Tasmania's Wild Deer Population May Reach 1 Million by 2050
Academics in Tasmania have warned that fallow deer populations have been significantly underestimated and estimate that populations could reach 1 million by 2050.
Professor Ted Lefroy, Director at the Centre of the Environment at the University of Tasmania, believes the state needs a better understanding of the fallow deer population.
The Professor and two colleagues have made a submission to the Upper House inquiry on wild deer. They have urged authorities to devise a better management regime.
The academics believe the population will increase by 40 percent in the next 10 years. Possibly reaching the 1 million mark by 2050.
They have estimated the population covers 30 percent of the state with impact on Wilderness World Heritage areas.
Professor Lefroy said “to properly understand the issue, authorities needed to know exactly how many there were, how fast the population was growing and at what rate they were being hunted.”.
"We have a pretty good figures for the last of those because the game management branch keeps good records of the number of permits they issue," he told Country Hour.
"The numbers we don't really know are: how many there are there — we've just gone with the current estimate which is somewhere between 20,000 and 40,000 — and the growth rate.
"Based on estimates from overseas studies, the growth rate could be expected to be between 13 per cent up to as high as 60 per cent.
His team has crunched the numbers in a modelling study.

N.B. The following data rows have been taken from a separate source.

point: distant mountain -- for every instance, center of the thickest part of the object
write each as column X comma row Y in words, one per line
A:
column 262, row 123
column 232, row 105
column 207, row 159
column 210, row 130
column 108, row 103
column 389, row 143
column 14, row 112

"The main point of the modelling study was to point out there are three vital statistics and we really don't know two of them," Professor Lefroy said.
"The question we're are asking is, 'is the current regime keeping a lid on population growth rates?'
"What we are saying is the current one limits the number of animals and the class of animals and the time of year they can be taken, so there are three variables and those three variables could be played with.
"At the moment it quite restrictive."
The Professor believes that the fallow herd can be kept under control with agreement from the government, land holders and hunters.
"I think there is a very good possibility that collectively they could arrive at a target population that could satisfy all three, didn't do too much damage to environment, or to agriculture, but maintained a population for hunting.
"They are here, I don't think we are ever going to get rid of them so it's case of saying how many can we live with.
"At present, what led us to that study is that anecdotally we hearing that they are getting out from under that lid.
"The way it is being done at the moment is by roadside survey and the probably the hardest number we've got is the 7,000 from the 1970s ... and that was a study done in small part in their traditional range and then it was extrapolated up."
"Until we have a better idea how to monitor the population density, and the range, we are really guessing.
The Professor throughout the interview gave a pragmatic approach to controlling the fallow herd numbers. He believed hunting played an important part and did not hide from the fact that some real numbers need to be put forward before any accurate estimates could be made.
It is clear that Tasmania’s deer season and current regulations restrict the hunting opportunities. This in itself could be the main contributing factor with the population increase.
This would be a doubt hot topic amongst the Tasmanian deer hunters. Having little experience with the Tasmanian fallow herd it would be interesting to hear the local hunter’s point of view on the current fallow situation.